Она это понимала и не собиралась возражать, но ее огорчил тон разговора. «Кто он мне? Отец, брат, дядя? А покрикивает… — И тут поймала себя на слове: — А кто я ему, этому проводнику? А официантке…» И тут она по-настоящему задумалась над тем, что раз ей самой не нравятся окрики, то и другим они неприятны. Зачем же тогда?..
А за окном проплывали заволжские равнины. Разомлевшая на солнце пшеница подступала к самому вагону. Тяжелые колосья покачивались из стороны в сторону, будто приветствуя или сожалея о чем-то…
А Зине и без того было грустно. Обидно — отчитали, как девчонку, досадно — сама же виновата, заслужила. Да еще одна-одинешенька. Зачем согласилась?..
Когда поезд остановился на станции, Зина сошла на перрон. Ее проводили взглядом осмотрщик вагонов с молотком в руках, милиционер в малиновой фуражке, старушка, несмело предлагающая «свежие вареные яички»… Люди смотрели на ее мальчишескую прическу, на лихо взбитый чуб, на красивое платье с большим вырезом на груди… А она злилась: «Ну и смотрите, ну и осуждайте… Я так хочу — и все…»

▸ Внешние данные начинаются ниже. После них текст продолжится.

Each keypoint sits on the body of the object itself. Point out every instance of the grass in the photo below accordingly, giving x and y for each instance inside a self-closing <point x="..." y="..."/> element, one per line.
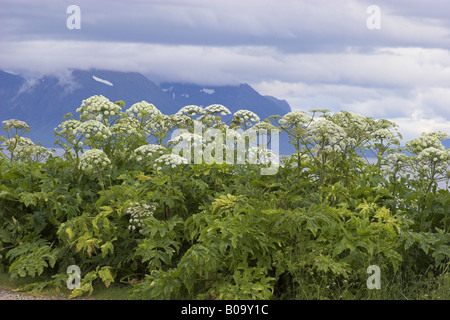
<point x="114" y="292"/>
<point x="424" y="287"/>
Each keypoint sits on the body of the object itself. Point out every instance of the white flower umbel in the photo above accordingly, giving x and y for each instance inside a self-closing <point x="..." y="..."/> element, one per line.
<point x="16" y="125"/>
<point x="350" y="120"/>
<point x="263" y="156"/>
<point x="94" y="160"/>
<point x="169" y="161"/>
<point x="297" y="119"/>
<point x="433" y="161"/>
<point x="395" y="163"/>
<point x="92" y="131"/>
<point x="243" y="116"/>
<point x="427" y="140"/>
<point x="143" y="111"/>
<point x="217" y="109"/>
<point x="67" y="127"/>
<point x="138" y="212"/>
<point x="148" y="151"/>
<point x="127" y="127"/>
<point x="191" y="111"/>
<point x="326" y="135"/>
<point x="188" y="142"/>
<point x="23" y="149"/>
<point x="98" y="107"/>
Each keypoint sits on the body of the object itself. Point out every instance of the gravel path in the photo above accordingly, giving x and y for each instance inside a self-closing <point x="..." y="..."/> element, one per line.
<point x="6" y="294"/>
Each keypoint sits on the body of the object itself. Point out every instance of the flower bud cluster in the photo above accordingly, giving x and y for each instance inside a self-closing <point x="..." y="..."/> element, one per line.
<point x="142" y="110"/>
<point x="169" y="161"/>
<point x="94" y="160"/>
<point x="15" y="124"/>
<point x="296" y="119"/>
<point x="145" y="152"/>
<point x="138" y="212"/>
<point x="434" y="157"/>
<point x="327" y="134"/>
<point x="217" y="109"/>
<point x="395" y="162"/>
<point x="191" y="110"/>
<point x="25" y="150"/>
<point x="127" y="126"/>
<point x="98" y="107"/>
<point x="242" y="116"/>
<point x="67" y="127"/>
<point x="427" y="140"/>
<point x="92" y="129"/>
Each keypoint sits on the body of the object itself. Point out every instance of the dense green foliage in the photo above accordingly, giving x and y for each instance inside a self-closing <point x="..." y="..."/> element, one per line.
<point x="126" y="211"/>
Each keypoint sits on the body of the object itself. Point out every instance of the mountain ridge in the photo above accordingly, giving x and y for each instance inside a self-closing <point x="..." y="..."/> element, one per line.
<point x="43" y="102"/>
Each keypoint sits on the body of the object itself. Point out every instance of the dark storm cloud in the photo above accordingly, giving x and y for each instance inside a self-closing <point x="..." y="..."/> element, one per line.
<point x="317" y="53"/>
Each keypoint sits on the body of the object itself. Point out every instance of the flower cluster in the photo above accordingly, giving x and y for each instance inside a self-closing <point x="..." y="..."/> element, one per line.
<point x="67" y="127"/>
<point x="92" y="129"/>
<point x="427" y="140"/>
<point x="217" y="109"/>
<point x="138" y="212"/>
<point x="382" y="134"/>
<point x="296" y="119"/>
<point x="191" y="111"/>
<point x="169" y="161"/>
<point x="148" y="151"/>
<point x="98" y="107"/>
<point x="434" y="158"/>
<point x="242" y="116"/>
<point x="259" y="155"/>
<point x="93" y="160"/>
<point x="326" y="133"/>
<point x="264" y="125"/>
<point x="395" y="162"/>
<point x="142" y="110"/>
<point x="346" y="119"/>
<point x="127" y="126"/>
<point x="23" y="149"/>
<point x="15" y="124"/>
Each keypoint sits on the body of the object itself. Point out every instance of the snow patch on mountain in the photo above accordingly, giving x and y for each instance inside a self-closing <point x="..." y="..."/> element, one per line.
<point x="207" y="91"/>
<point x="102" y="81"/>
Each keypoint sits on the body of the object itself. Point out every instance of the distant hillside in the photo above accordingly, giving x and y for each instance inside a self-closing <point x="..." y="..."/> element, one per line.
<point x="44" y="102"/>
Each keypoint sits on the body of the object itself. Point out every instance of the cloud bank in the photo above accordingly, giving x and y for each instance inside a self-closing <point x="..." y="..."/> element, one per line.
<point x="311" y="53"/>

Сердито цокая каблучками, она подошла к киоску союзпечати, порылась в журналах, купила свежую местную газету и повернула к своему вагону, но ее остановил Егор Иванович.
— Дочка, подпиши конверт, без очков не могу.

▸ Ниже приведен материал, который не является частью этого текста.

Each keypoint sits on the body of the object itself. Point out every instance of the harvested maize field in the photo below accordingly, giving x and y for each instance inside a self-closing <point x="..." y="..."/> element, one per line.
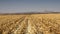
<point x="30" y="24"/>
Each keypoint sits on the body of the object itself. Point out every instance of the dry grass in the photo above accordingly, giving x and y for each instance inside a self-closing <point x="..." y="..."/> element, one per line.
<point x="30" y="24"/>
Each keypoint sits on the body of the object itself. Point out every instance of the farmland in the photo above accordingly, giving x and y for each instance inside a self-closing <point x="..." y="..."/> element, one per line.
<point x="30" y="24"/>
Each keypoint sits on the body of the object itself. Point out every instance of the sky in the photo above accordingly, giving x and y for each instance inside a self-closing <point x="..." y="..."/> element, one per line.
<point x="22" y="6"/>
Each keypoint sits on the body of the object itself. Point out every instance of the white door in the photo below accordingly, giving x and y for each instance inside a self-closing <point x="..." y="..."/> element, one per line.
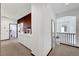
<point x="13" y="31"/>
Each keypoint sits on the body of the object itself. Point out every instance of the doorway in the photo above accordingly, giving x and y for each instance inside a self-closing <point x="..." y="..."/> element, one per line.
<point x="13" y="31"/>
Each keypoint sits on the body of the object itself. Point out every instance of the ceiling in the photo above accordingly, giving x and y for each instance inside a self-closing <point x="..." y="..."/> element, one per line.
<point x="62" y="7"/>
<point x="15" y="10"/>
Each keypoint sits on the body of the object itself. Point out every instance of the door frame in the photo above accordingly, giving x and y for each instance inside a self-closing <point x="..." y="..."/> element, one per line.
<point x="16" y="29"/>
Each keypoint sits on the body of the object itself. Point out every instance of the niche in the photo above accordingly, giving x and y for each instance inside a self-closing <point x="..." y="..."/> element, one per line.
<point x="24" y="24"/>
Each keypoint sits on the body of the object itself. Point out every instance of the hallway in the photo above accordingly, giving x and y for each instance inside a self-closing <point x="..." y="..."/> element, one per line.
<point x="64" y="50"/>
<point x="13" y="48"/>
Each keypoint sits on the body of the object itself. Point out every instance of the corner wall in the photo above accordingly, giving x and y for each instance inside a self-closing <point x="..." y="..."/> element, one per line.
<point x="41" y="29"/>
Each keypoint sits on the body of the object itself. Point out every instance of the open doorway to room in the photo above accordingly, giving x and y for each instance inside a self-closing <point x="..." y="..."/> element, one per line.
<point x="13" y="31"/>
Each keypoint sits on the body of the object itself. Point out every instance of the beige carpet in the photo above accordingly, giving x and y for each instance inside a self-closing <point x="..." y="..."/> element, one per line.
<point x="64" y="50"/>
<point x="13" y="48"/>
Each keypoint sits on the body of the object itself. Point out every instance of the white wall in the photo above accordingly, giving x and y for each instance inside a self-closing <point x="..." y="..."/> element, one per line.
<point x="69" y="21"/>
<point x="5" y="27"/>
<point x="41" y="29"/>
<point x="73" y="12"/>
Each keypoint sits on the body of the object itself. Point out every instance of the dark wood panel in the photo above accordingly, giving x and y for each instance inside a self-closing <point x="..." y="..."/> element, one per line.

Она рывком подняла голову, посмотрела в его глаза, в них теплилась добрая, простоватая улыбка. И Зина не смогла отказать, она даже чуточку улыбнулась:
— Пожалуйста, но у меня ручки нет.
— А вот, вот, — сунул ей свою авторучку, — подарок сына. Будь добра.
Они отошли в сторонку, и Зина прямо на заборе, под диктовку Егора Ивановича написала на конверте адрес.
— Вот умница, благодарствую.
— Ну что вы, пожалуйста. — Она заметила, что Егор Иванович глазами ищет что-то по сторонам, догадалась: — Давайте я опущу, вон ящик, далеко.
— Будь добра.
Она схватила письмо и понеслась в другой конец перрона. На ступеньку вагона прыгнула, когда поезд уже тронулся.
Пассажиры, столпившись в тамбуре, откровенно восхищались ее ловкостью. А она, сияя, сделала вид, что ничего не произошло, и, не задерживаясь, проскочила в вагон.
— Опустила, да? — встретил ее в проходе Егор Иванович. — Ну и молодец. А мы с тобой чуть было дел не натворили… Отстала бы от поезда — что тогда?